After that unicorn quest, I bought some new sandals at Woolworth's and ruminated on the cost of baby clothes that include locally (from South Africa) sourced cotton and how much better they looked and felt than all the super cheap stuff flooding the market from China. I then walked for several kilometers, eventually found the right daladala (hurray!) and made it to Muhimbili National Hospital to visit my friend who works in the Safe Motherhood Division of the Ministry of Health and Social Welfare and whose office is on the Muhimbili campus. We had a good conversation about several issues related to women's health and I got to see some of the upcoming things they are working on with other partners. Then is was the bus odyssey back to the hotel. I sat next to a very chatty guy who told me I could call him Pastor David and is looking for someone to help him grow his ministry outside of Tanzania. Any takers? Boy was he a talker. But he did have some interesting things to say about how women are treated when they go to the hospitals to give birth and why he felt nurses don't treat patients well. He told me what several other community members have, which is that nurses sometimes had few other career options and therefore do not really have a heart for their work but just do it for the salary. I can't even tell you the number of times I've heard this as a reason for the lack of compassion and caring on the part of nurses. I'm not convinced it's entirely true, though. Another friend, Canadian, told me she thinks the nurses who were trained during the Nyerere era have a much better attitude and work ethic because, back in those days, being in the health professions was valued and brought benefits with the position that no longer exist. People in those days entered into the profession because they felt called to do that work. I certainly think there's something interesting in that statement. We'll see if my upcoming interviews might lend any more credibility to that thought.

On Wednesday, I went to the US Embassy for my security briefing (don't go on Toure drive at night, you WILL be robbed, 100%) and to talk to the Fulbright coordinator and Public Affairs section people. I was also able to meet with the USAID contact I've been exchanging emails with for months. In the end, I came out with my security ID, a Fulbright Tanzania t-shirt (that everyone really likes, for some reason), a plan to join the American Club just for the use of the lovely, lap-size swimming pool, an invitation to dinner, and another for sundowners at the Dar es Salaam yacht club. Oh and a possible contact for someone who might want to rent my car while I'm not around. Great conversations all around and some good possibilities for future presentations and information sharing. And next time I'm allowed to bring my phone and my purse inside. I was caught entirely off guard when the security woman asked me if I needed anything from my purse. Fortunately I grabbed a pen. 

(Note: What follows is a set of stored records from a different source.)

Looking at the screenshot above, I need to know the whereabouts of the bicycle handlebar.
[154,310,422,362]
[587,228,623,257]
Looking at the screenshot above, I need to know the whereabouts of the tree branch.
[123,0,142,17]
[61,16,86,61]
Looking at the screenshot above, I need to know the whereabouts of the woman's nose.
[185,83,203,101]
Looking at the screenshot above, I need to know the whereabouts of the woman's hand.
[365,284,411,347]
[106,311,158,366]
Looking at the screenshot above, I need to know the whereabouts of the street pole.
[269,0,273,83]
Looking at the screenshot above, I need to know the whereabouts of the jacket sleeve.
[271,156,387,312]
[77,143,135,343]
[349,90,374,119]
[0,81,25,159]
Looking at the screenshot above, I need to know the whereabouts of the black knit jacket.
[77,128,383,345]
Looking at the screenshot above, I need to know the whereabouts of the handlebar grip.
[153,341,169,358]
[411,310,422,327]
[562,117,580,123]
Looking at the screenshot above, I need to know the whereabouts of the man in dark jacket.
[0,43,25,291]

Thursday I hung out, went shopping for unnecessary things like a muffin tin and then ate gelato and watched a movie in a movie theater for the first time since the end of July. It was nice. And Hussein was back from Egypt, finally. Now, I am just waiting for my car from Japan to be ready to go. I certainly would have been drowning in this whole car extraction process if it hadn't been for Hussein and his friend Ally. It's overwhelming enough as is! Today we are trying to scramble around and get temporary plates, the registration card, insurance, and a once-over by the mechanic. Sounds overly ambitious for one day in Tanzania even to me, but fingers crossed I'll be on the road tomorrow for the 2015 cross-country road trip! Too bad I've already eaten most of the snacks I bought for the road… probably have to make another stop for some more of those.